El gobierno de Estados Unidos ha tomado medidas drásticas al imponer sanciones a Hengli Petrochemical (Dalian) Refinery Co., una de las refinerías privadas más grandes de China. Esta acción, comunicada por el Departamento del Tesoro en la noche del pasado viernes, se produce en un contexto de creciente tensión entre Washington y Teherán, justo antes de la esperada visita del presidente estadounidense, Donald Trump, a Pekín para una cumbre con su homólogo chino, Xi Jinping. La decisión del Tesoro refleja la preocupación de la administración estadounidense por las relaciones comerciales de esta refinería con Irán y su ejército, lo que pone de manifiesto la compleja interrelación entre la política internacional y la economía energética.
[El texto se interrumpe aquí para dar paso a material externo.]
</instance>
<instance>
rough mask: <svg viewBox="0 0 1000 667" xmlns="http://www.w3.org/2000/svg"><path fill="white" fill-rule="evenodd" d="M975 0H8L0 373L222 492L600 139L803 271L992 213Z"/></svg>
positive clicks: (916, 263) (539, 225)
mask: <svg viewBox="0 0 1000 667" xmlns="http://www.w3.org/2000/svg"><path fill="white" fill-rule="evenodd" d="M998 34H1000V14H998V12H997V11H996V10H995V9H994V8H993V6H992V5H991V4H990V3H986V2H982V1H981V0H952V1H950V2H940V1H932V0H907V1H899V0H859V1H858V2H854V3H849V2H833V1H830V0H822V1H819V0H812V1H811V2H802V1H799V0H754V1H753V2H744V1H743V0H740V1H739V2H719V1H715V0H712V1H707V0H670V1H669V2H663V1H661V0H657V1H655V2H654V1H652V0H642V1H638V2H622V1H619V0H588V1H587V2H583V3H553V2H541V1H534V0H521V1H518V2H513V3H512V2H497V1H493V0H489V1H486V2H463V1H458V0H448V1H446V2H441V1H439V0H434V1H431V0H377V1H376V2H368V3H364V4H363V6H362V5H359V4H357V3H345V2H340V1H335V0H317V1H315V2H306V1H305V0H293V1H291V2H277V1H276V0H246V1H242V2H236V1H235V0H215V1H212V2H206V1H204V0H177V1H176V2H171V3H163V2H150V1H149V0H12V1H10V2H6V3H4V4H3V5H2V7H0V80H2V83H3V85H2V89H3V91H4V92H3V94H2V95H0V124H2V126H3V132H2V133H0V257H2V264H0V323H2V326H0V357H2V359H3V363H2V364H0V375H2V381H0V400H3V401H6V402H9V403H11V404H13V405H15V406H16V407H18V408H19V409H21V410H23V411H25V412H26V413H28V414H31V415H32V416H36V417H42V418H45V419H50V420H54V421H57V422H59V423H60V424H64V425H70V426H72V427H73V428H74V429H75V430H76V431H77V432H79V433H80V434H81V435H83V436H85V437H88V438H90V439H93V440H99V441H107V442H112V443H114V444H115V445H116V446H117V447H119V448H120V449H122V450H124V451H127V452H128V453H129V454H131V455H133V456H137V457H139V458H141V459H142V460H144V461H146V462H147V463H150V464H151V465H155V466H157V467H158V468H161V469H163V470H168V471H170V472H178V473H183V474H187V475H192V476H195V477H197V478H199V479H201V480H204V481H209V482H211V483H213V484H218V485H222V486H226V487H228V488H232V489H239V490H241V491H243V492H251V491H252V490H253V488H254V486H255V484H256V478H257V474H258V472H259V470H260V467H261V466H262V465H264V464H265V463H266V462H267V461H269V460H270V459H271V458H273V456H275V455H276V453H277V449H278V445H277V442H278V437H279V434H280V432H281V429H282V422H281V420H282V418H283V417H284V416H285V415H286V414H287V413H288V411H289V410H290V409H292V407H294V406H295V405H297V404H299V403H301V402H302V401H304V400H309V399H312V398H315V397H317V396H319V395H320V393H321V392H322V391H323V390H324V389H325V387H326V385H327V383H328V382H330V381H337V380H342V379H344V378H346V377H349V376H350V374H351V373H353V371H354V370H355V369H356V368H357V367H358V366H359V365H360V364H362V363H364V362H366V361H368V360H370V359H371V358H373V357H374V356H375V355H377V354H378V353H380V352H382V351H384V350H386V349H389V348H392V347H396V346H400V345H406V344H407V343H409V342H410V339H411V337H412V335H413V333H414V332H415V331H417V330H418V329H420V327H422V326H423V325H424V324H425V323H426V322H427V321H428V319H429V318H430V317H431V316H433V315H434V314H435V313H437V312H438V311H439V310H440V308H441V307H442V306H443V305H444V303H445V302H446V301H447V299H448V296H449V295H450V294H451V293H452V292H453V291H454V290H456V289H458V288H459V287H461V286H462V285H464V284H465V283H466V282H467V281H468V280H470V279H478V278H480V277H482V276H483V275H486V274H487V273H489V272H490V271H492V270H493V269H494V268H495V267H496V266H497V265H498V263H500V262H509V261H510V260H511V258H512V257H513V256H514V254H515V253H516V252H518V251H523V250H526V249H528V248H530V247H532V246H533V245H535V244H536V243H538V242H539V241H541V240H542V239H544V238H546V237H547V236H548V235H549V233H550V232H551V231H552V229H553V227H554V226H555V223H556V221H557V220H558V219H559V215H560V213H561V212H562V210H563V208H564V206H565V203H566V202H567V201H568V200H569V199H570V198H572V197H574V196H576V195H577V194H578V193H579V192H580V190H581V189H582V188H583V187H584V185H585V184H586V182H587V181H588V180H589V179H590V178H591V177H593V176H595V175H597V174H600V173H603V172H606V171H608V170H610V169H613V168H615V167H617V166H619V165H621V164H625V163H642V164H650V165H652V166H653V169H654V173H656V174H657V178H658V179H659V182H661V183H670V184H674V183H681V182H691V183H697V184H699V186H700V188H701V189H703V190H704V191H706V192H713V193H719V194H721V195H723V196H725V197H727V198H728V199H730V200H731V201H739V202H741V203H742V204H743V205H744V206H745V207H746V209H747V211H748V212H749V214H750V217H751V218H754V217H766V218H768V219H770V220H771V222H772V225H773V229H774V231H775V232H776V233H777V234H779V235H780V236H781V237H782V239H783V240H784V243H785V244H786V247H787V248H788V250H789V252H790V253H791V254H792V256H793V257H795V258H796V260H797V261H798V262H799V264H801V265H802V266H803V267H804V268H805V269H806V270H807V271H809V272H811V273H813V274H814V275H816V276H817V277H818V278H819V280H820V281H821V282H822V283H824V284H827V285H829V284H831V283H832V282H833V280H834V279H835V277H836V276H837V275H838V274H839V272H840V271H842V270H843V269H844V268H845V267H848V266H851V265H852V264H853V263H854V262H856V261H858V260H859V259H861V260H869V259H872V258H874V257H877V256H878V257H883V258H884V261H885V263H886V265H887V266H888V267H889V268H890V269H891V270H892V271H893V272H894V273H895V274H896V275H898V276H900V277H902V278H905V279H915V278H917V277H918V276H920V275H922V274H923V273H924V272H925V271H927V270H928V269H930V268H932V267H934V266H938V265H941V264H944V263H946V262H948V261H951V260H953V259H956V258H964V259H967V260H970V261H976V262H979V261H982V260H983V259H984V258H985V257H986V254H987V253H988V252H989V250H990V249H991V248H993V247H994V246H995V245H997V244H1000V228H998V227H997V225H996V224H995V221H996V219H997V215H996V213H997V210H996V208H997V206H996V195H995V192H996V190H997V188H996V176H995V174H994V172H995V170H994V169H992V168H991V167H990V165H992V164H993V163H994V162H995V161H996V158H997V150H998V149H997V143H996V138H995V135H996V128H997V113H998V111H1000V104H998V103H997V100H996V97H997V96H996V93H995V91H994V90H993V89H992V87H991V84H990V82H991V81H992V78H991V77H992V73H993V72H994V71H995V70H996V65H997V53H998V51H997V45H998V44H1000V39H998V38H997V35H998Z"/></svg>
Según el comunicado emitido por el Tesoro, Hengli ha sido identificado como un actor clave en la economía petrolera de Irán, ya que ha adquirido grandes volúmenes de crudo iraní. A través de estas transacciones, la refinería ha contribuido al sostenimiento de la economía del país persa, a pesar de las sanciones impuestas por Estados Unidos. En este sentido, el gobierno estadounidense ha señalado que las refinerías independientes de China, como Hengli, juegan un rol vital al comprar petróleo iraní, mientras que las refinerías estatales se han distanciado de estas adquisiciones debido a las presiones internacionales.
Un aspecto relevante de esta situación es que, desde al menos 2023, Hengli ha estado recibiendo cargamentos de petróleo iraní a través de buques que están bajo sanciones internacionales. Se estima que estos buques han transportado más de cinco millones de barriles de crudo iraní, lo que resalta la magnitud de las operaciones ilegales que se llevan a cabo en la sombra del mercado energético. Este flujo de petróleo no solo beneficia a la refinería china, sino que además genera ingresos significativos para el ejército iraní, que ha estado involucrado en estas transacciones a través de la empresa Sepehr Energy Jahan Nama Pars, considerada como el brazo comercial de las Fuerzas Armadas de Irán.
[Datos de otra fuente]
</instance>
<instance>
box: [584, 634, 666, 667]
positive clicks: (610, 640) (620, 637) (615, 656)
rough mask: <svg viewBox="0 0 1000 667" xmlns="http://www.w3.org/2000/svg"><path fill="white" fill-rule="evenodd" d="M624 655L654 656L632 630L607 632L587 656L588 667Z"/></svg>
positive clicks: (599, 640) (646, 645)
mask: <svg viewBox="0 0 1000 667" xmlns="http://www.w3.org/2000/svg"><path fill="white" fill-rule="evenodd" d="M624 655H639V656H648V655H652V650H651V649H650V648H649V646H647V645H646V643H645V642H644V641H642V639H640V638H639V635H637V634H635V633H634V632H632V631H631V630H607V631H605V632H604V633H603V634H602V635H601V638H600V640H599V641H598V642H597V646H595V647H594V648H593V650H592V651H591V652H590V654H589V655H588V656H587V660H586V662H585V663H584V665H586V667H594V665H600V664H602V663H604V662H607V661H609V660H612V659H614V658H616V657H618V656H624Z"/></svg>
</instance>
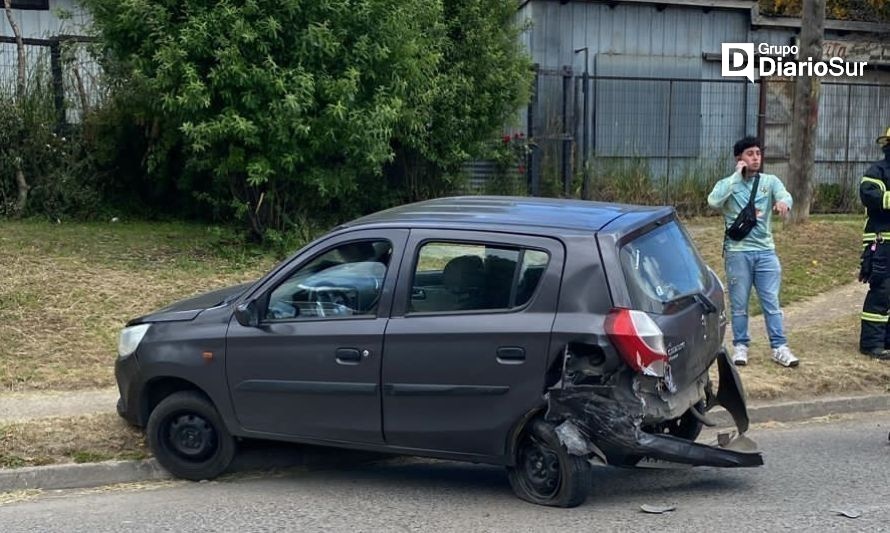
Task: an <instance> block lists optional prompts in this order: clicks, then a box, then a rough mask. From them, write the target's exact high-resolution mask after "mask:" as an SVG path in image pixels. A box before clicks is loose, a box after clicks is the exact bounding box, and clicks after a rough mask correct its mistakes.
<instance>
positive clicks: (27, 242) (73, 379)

Las repercusiones de estas sanciones son múltiples y complejas. Por un lado, podrían afectar la capacidad de Hengli para operar en el mercado internacional, limitando su acceso a recursos y financiamiento. Por otro lado, esta acción también podría tener un impacto en el suministro de petróleo en Asia, donde la demanda se mantiene alta y donde los gigantes privados, como Hengli, han estado utilizando los descuentos ofrecidos por Irán para mantenerse competitivos. La situación pone en evidencia cómo las políticas energéticas de un país pueden entrelazarse con sus estrategias diplomáticas y militares, creando un escenario cada vez más complicado.
Además, el Departamento del Tesoro no solo ha sancionado a Hengli, sino que también ha adoptado medidas contra unas 40 navieras y buques cisterna que forman parte de la flota clandestina encargada de transportar petróleo iraní. De estos, diecinueve pertenecen a una flota que establece un vínculo crucial entre los productores iraníes y los consumidores en Asia. Este conjunto de sanciones refuerza la postura de Estados Unidos respecto a Irán y su intención de debilitar las capacidades económicas del régimen persa.
Finalmente, hasta el momento, Hengli no ha emitido comentarios oficiales sobre las sanciones impuestas. Sin embargo, es evidente que las tensiones en el ámbito energético y político seguirán en aumento, y que el impacto de estas medidas podría tener repercusiones significativas tanto para la economía china como para la estabilidad del mercado energético en la región.